March 1: Oasis Security researchers disclose a new zero-click vulnerability. This one requires no user action — no clicking a link, no visiting a suspicious page. JavaScript on any malicious website can open a WebSocket connection to the OpenClaw gateway on localhost, brute-force the gateway password at hundreds of attempts per second (the rate limiter exempts localhost connections entirely), and silently register as a trusted device. The gateway auto-approves pairings from localhost with no user prompt. From there: full admin control. Slack history, API keys, private messages, arbitrary shell commands. Patched in version 2026.2.25.

Two critical vulnerabilities and one high-profile control failure in five weeks. During the same window, the project changed hands.

Why the departure matters more than it seems

OpenClaw isn't the first successful open-source project to lose its original creator. Linux, Python, and Ruby all transitioned to community governance. But those projects don't run with full access to your email, shell, and messaging apps. The stakes of a delayed security patch on a text editor are different from the stakes of a delayed patch on an agent that can read your Slack DMs, execute shell commands, and modify its own safety guardrails through the API.

One of OpenClaw's own maintainers, known as Shadow, said on Discord that "if you can't understand how to run a command line, this is far too dangerous of a project for you to use safely." That was before Steinberger left.

The concern isn't that the community maintainers are incompetent. They clearly aren't — the zero-click vulnerability was patched within 24 hours, which is a strong response from a volunteer team. The concern is sustainability. Every future vulnerability will require the same rapid response from people who are balancing OpenClaw with their day jobs. One missed patch, one slow weekend, one vulnerability that's harder to fix than the last — and the users who are most at risk are the ones least likely to know they need to act.

What OpenClaw users should do right now

Update immediately. If you're not on version 2026.2.25 or later, you're vulnerable to the zero-click exploit. If you're on anything before 2026.1.29, you're also vulnerable to the earlier 1-click RCE. Both allow full system compromise.
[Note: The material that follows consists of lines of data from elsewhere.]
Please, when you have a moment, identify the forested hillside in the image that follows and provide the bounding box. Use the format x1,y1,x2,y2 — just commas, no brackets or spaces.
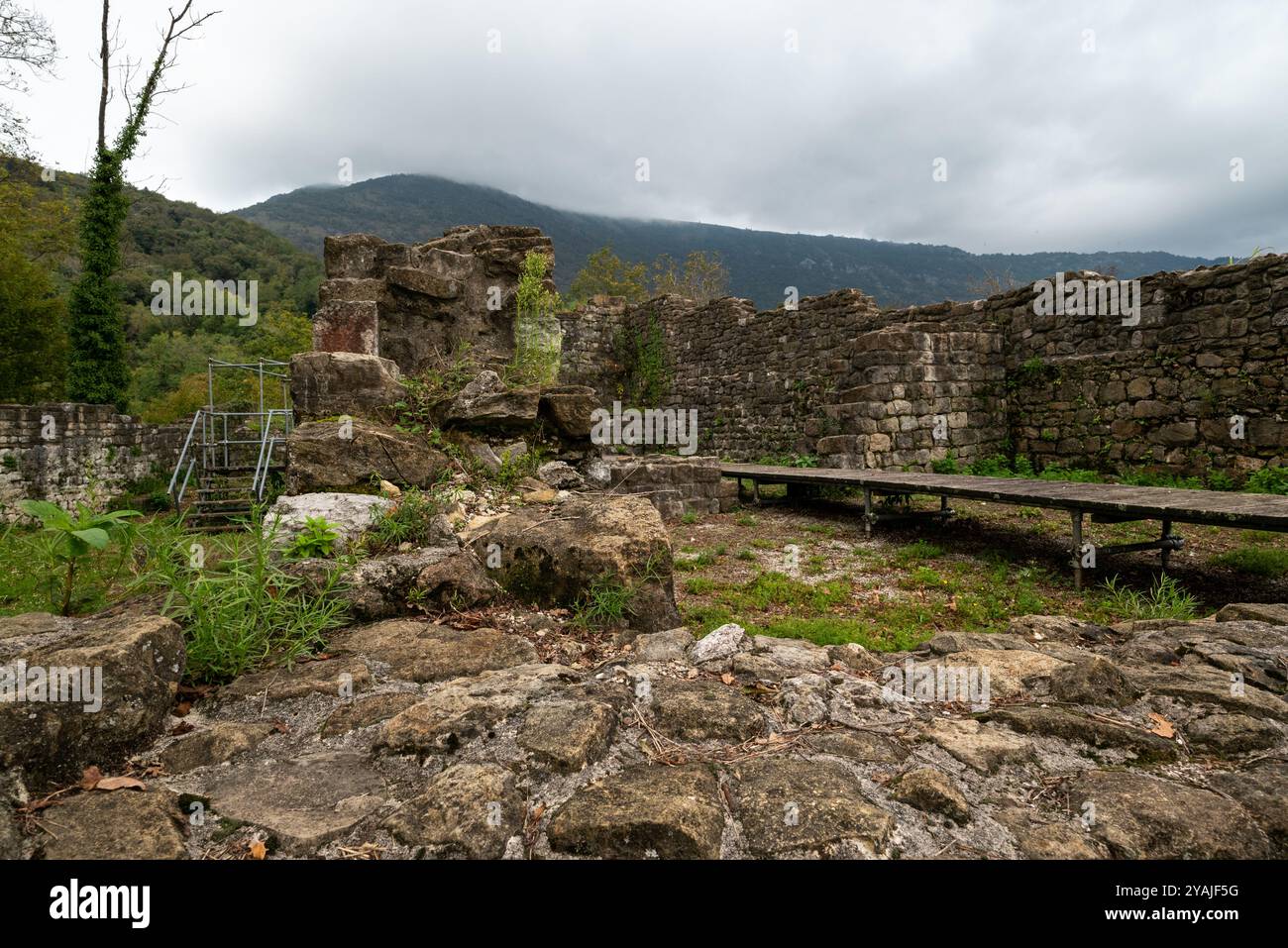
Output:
0,158,322,421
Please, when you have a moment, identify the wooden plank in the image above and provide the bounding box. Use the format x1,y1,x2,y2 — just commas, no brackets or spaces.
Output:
720,464,1288,532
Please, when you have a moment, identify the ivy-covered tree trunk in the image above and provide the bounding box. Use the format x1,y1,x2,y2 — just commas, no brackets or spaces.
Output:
67,149,130,409
67,0,214,409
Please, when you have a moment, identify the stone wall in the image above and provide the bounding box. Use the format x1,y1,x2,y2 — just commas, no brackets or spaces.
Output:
590,455,738,519
313,224,554,374
986,255,1288,475
0,403,187,523
314,227,1288,477
563,255,1288,479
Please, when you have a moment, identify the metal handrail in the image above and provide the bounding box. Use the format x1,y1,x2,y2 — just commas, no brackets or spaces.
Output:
167,408,205,506
250,408,290,500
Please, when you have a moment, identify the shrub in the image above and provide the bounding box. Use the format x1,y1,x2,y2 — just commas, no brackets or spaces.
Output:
150,517,348,683
18,500,139,616
286,516,340,559
361,487,443,554
1100,576,1199,619
505,250,563,385
574,574,635,626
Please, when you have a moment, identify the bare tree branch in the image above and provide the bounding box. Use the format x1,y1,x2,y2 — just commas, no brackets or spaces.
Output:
98,0,112,152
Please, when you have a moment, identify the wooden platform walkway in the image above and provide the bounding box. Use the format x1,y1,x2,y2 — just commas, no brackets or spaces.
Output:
720,464,1288,588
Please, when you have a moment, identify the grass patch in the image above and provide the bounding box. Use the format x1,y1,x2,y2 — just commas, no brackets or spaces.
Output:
574,574,635,627
149,526,348,683
1096,576,1199,619
894,540,944,566
1212,546,1288,579
756,616,927,652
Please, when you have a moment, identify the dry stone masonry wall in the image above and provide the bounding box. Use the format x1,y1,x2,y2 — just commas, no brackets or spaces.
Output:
314,226,1288,479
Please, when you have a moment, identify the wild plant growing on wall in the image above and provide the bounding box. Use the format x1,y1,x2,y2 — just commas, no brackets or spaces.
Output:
613,314,671,406
506,250,563,385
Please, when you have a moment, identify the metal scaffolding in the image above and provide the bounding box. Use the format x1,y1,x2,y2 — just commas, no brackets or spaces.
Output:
170,358,293,511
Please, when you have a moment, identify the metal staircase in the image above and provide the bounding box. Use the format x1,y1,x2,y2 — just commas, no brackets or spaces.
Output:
170,360,293,531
Rotate your credentials. Any API keys, tokens, or service credentials your OpenClaw instance can access may have been compromised if either vulnerability was exploited before you patched.
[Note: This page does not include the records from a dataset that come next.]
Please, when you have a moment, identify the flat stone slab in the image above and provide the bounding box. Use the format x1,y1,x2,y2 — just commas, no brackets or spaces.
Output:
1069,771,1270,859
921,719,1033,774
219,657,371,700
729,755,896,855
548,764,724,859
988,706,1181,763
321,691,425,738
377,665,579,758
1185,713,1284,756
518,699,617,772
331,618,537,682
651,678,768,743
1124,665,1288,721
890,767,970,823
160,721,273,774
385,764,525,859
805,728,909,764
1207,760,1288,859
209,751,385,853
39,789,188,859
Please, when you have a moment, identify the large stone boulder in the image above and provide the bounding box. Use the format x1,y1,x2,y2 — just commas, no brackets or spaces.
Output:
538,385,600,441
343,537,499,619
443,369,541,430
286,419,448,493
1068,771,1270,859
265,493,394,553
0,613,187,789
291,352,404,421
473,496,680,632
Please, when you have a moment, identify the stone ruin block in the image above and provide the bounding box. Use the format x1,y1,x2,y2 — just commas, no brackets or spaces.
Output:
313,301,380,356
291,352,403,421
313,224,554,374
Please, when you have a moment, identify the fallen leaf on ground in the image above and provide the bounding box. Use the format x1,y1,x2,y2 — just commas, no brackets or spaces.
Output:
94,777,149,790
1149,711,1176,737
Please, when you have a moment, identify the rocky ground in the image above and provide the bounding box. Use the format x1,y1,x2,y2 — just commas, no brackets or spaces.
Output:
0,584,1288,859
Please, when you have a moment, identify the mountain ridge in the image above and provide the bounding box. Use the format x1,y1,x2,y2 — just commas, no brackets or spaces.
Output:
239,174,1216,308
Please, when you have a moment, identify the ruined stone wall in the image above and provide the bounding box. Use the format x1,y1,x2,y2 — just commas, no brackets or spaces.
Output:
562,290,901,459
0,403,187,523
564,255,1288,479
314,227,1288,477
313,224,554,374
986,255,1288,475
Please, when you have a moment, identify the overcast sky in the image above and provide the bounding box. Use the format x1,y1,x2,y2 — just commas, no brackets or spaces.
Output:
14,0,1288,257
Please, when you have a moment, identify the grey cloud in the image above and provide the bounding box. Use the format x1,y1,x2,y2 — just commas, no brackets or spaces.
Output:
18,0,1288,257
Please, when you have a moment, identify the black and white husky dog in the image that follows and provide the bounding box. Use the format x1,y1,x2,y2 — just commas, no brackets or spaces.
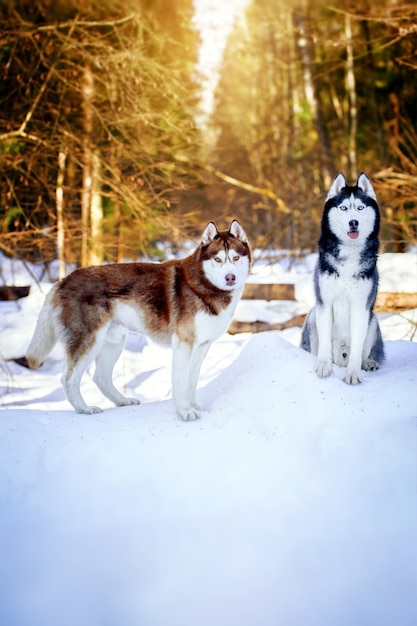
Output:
301,172,384,384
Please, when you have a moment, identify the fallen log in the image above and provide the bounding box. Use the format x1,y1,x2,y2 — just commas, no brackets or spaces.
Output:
374,291,417,313
227,315,306,335
242,283,295,301
0,285,30,300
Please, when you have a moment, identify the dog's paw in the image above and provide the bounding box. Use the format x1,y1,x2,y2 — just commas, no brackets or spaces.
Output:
316,361,332,378
362,359,379,372
117,398,140,406
76,406,103,415
178,406,201,422
343,370,362,385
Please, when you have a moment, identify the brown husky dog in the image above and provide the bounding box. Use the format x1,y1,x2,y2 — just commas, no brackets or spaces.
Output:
27,220,251,420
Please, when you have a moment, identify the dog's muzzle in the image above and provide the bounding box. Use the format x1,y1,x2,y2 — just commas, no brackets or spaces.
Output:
225,274,236,287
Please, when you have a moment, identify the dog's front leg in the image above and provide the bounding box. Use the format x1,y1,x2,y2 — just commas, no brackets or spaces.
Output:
343,304,369,385
172,335,200,421
316,304,332,378
188,341,211,410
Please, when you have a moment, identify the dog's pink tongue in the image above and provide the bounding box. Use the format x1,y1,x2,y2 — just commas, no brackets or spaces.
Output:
348,230,359,239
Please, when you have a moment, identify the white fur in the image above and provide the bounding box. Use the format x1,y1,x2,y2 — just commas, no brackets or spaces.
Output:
172,285,243,420
312,246,372,384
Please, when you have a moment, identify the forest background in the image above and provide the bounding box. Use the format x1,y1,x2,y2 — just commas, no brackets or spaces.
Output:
0,0,417,275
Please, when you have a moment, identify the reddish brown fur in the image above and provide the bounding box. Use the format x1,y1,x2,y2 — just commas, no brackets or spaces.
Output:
53,231,250,361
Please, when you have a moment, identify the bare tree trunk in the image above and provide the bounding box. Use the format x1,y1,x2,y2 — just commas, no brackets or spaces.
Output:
56,148,67,279
88,153,103,265
81,65,103,267
345,13,358,179
362,20,386,163
294,7,333,188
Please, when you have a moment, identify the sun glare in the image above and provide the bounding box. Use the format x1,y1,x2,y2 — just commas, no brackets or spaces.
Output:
194,0,250,128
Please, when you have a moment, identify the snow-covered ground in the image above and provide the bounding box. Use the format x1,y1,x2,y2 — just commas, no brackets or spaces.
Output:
0,253,417,626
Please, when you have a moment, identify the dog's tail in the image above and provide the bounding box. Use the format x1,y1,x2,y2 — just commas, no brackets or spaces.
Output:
26,286,57,369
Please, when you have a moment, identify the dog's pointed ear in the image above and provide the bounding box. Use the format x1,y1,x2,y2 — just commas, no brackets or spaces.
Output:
326,172,347,202
201,222,219,246
229,220,248,243
356,172,376,201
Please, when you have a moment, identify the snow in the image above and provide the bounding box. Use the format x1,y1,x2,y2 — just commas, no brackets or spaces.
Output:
0,254,417,626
Audit your agent's permissions. What can it read? What can it execute? What apps is it connected to? Reduce the scope to what you actively use. OpenClaw's architecture encourages connecting everything — that's the feature, and it's also the risk multiplier.
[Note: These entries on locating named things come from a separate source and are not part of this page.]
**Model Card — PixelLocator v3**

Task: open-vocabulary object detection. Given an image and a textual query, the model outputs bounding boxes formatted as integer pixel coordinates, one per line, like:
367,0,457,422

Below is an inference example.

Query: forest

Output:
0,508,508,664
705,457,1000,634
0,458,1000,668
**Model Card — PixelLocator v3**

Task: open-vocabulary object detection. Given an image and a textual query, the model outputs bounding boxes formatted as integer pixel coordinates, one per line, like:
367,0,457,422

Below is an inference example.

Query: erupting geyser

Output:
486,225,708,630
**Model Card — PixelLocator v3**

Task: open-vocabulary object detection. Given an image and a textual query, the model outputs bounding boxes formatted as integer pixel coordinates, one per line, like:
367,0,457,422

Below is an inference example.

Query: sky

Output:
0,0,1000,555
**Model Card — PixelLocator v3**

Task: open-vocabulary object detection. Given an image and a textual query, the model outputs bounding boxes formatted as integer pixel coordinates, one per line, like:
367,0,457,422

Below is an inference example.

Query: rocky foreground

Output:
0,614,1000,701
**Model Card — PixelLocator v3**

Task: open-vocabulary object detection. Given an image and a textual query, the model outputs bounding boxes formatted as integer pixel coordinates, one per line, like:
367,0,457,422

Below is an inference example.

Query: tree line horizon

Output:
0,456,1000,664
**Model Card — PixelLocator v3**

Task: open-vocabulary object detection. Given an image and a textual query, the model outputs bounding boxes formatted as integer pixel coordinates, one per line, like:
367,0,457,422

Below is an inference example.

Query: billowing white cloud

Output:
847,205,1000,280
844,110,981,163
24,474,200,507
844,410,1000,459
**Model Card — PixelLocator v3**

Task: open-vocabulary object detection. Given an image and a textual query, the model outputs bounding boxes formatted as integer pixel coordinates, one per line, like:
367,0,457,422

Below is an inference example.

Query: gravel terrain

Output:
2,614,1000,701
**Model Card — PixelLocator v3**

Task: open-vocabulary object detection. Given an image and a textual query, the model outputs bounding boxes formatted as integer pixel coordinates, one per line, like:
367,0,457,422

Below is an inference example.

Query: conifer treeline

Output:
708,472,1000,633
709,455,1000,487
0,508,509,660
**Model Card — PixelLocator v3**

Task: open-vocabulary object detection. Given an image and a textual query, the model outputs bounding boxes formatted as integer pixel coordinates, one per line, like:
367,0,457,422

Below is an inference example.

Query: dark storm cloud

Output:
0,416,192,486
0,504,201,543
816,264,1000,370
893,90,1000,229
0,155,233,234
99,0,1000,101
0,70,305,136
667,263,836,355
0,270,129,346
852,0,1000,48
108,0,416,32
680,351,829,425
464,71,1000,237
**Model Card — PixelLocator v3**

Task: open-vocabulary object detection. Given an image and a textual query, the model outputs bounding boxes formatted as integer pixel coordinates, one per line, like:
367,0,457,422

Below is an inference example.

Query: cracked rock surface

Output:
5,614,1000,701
Monitor OpenClaw's GitHub security advisories. With the project under new stewardship, you're the person responsible for knowing when the next patch drops and whether it affects you.

Use isolated browser profiles. Don't browse the open web on the same session where you're logged into the OpenClaw Control UI.

The real question

Steinberger built something remarkable. OpenClaw proved that people want AI agents that take real actions on their behalf. That demand drove 235,000 GitHub stars, Y Combinator podcasters dressing in lobster costumes, and Mac Mini sales that reportedly confused Apple employees. The idea was never the problem.

The question that OpenClaw's last five weeks have surfaced isn't "is OpenClaw dead?" It's not even "is OpenClaw safe?" It's a more personal one: am I the right person to be running a self-hosted AI agent with deep system access, maintained by volunteers, that requires me to track CVE disclosures and patch promptly to avoid full system compromise?

For a lot of people, the honest answer is yes. They're developers. They understand the risks. They enjoy the control.

For a lot of other people, the honest answer is probably not — and that's not a knock on them or on OpenClaw. It's just a recognition that running an autonomous agent on your own infrastructure is a commitment, and the setup was always just the beginning. What comes after is the part that matters.